Letter from Campus: Notre Dane

Author: Rasmus Jorgensen

I would not be writing this if it weren’t for my wife, who got me my internship with Notre Dame Magazine. I wasn’t in America. She was. So she went to “the interview” with Kerry Temple, the editor. I had contacted Mr. Temple what seemed like months before, with no definite answer. He wasn’t sure why some student from 4,000 miles away was asking for a six- or 12-month full-time internship for academic credit but no pay. Would he have to find a place for me to live? Was I even real? Abby, then my fiancée, took care of those worries, and Kerry agreed to a six-month deal, with an option to extend.

 

Now that time has passed. A full year of my four-year education I have spent here, with people who know how to write. I, on the other hand, didn’t think much of good feature writing. No, writing hard news, that was the thing. The facts, nothing more. I used to think that my classmates who dreamed of exploring Africa, interviewing some unknown artist or profiling George who lives on the 5th floor, were a little full of themselves. Who needed those stories? Where’s the Fourth Estate, the critical questions, the watchdog? Real journalists don’t write about such nonsense.

 

Ironically, in this issue you will find my byline thrice: One news story, but also one feature about elephant polo and then this letter, which isn’t exactly investigative journalism.

 

Come to think of it, maybe the storytellers weren’t the ones who were full of themselves. The watchdogs may be more important to society. But the great feature writers are important for the individuals, the people, their way of thinking and living — and that’s where society starts. Without that, how can we be good, informed citizens?

 

That wasn’t the only lesson.

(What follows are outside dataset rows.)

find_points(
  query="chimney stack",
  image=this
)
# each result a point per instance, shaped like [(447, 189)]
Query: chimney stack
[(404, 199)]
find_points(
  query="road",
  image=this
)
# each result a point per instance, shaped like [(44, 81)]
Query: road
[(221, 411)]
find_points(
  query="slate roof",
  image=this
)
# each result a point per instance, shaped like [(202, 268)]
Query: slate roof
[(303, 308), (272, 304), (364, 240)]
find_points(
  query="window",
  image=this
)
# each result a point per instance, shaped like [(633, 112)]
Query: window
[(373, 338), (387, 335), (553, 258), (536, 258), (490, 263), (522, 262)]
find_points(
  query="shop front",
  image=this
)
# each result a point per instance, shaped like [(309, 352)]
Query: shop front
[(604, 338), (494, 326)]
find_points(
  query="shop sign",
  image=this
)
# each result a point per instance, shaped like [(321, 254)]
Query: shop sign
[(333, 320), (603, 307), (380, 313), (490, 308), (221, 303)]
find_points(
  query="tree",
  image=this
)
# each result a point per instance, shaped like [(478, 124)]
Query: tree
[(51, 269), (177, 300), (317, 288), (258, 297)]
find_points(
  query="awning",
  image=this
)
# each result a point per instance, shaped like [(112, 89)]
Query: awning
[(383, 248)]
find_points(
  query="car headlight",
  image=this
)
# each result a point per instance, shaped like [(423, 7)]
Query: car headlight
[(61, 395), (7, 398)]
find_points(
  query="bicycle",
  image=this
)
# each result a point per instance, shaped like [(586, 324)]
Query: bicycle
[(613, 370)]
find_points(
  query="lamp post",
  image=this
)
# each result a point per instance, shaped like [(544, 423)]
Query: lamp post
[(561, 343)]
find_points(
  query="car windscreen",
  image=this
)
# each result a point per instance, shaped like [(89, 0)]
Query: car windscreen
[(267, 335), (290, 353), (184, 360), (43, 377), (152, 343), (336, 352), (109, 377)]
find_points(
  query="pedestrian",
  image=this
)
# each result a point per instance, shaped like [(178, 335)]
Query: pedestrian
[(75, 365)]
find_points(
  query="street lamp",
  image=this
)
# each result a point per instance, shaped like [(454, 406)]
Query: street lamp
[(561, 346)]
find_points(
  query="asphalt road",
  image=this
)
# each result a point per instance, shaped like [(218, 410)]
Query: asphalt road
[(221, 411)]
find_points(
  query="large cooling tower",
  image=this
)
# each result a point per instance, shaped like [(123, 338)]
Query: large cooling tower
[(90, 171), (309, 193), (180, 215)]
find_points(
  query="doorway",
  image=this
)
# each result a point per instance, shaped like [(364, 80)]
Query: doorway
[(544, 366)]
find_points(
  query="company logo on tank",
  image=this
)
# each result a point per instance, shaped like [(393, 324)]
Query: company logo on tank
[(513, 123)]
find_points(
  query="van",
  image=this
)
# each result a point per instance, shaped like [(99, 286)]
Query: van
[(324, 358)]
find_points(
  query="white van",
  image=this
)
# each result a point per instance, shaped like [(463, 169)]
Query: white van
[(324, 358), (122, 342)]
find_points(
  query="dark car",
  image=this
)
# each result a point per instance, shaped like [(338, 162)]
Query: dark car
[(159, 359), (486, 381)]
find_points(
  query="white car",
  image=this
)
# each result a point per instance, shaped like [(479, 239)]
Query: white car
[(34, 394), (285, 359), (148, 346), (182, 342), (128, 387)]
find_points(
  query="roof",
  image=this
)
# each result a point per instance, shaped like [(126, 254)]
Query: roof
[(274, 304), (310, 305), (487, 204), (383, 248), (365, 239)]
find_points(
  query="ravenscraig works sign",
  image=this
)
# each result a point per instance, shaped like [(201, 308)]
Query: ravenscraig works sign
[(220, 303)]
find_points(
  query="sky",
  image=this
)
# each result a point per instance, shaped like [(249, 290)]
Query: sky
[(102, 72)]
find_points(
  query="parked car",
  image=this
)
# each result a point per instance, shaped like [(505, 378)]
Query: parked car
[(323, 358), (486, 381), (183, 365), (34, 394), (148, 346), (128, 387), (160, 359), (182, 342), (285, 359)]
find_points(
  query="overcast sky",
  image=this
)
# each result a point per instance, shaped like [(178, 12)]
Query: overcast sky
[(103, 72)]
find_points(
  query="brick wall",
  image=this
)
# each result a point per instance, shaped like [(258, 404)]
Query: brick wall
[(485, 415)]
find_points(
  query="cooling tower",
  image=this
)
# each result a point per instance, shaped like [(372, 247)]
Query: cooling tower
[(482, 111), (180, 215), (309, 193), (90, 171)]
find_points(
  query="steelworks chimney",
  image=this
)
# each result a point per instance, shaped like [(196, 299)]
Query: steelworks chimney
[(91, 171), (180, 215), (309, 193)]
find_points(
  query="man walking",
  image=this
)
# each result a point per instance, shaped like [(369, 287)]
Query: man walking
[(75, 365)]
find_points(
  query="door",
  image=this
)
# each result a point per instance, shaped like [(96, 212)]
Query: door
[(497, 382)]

My first real assignment came shortly before the 2016 fall semester. The Notre Dame Band was having tryouts, beginning with a march through campus, and I was covering it. Easy enough. I went, I saw, I wrote. The facts. “Can you put some ‘I’s in there?” John Nagy, the associate editor in charge of the magazine’s website, asked. I’d only done such first-person writing in school, and it had gone poorly. It turned out this would not be the only time that I had worries about comments from the editors — sometimes they didn’t even run my stories! (Looking at you, John and Carol, for refusing my blog about why the Star Wars prequels are the originals’ superior.) Fortunately, this time, it worked so well that my blog got one of the best social media receptions Notre Dame Magazine had ever seen. How do you like that for a boost of confidence?

 

A year later I haven’t even come close to reaching that same Internet fame we millennials crave, leading me to think the reaction had little to do with my writing and more to do with the topic — one that hundreds of students, parents and alumni are intensely passionate about.

 

Since then I’ve written on many topics, both fun and serious: the divides afflicting America, war, racial diversity, Augie’s Locker Room and farming — by my own hands and others’. I even got a taste of politics and wrote “Notre Dame Magazine Endorses Mmmfff… for President.” I particularly enjoyed writing the (anti)endorsement blog, though it came with the risk of ridicule. Because, honestly, is there not something silly about a 23-year-old journalism student thundering against the political endorsement practice of most U.S. newspapers, including The New York Times? Places you dream might one day employ you? Dumb move.

 

If you have read some of my pieces, you have probably noticed many references to Denmark, my home country. You might wonder why you have to read all this stuff about some insignificant place with a population size similar to Minnesota’s.

 

Here is what I believe: You don’t need to. At least, you don’t need to read about Denmark specifically (though it should be noted that we’re consistently near the top of the happiest nations on Earth and we have the least corruption in the world). No, what matters is questioning the way things are done, especially if it has always been so. Reading about how it’s done somewhere else helps with that.

 

There it is again — the lecture from the now 24-year-old. So allow me to leave a quote Kerry Temple sent me on my first day. It’s by the writer Kurt Vonnegut Jr.: “This is what I find most encouraging about the writing trades. They allow mediocre people who are patient and industrious to revise their stupidity, to edit themselves into something like intelligence.”

 

Here is what I know: A year at Notre Dame Magazine (mostly paid in office snacks, coffee and Diet Coke — and plenty of it) is not enough. Maybe one day I will come back, but for this journalism student there is still much to learn before I can bring the family photo to a desk in Grace 500.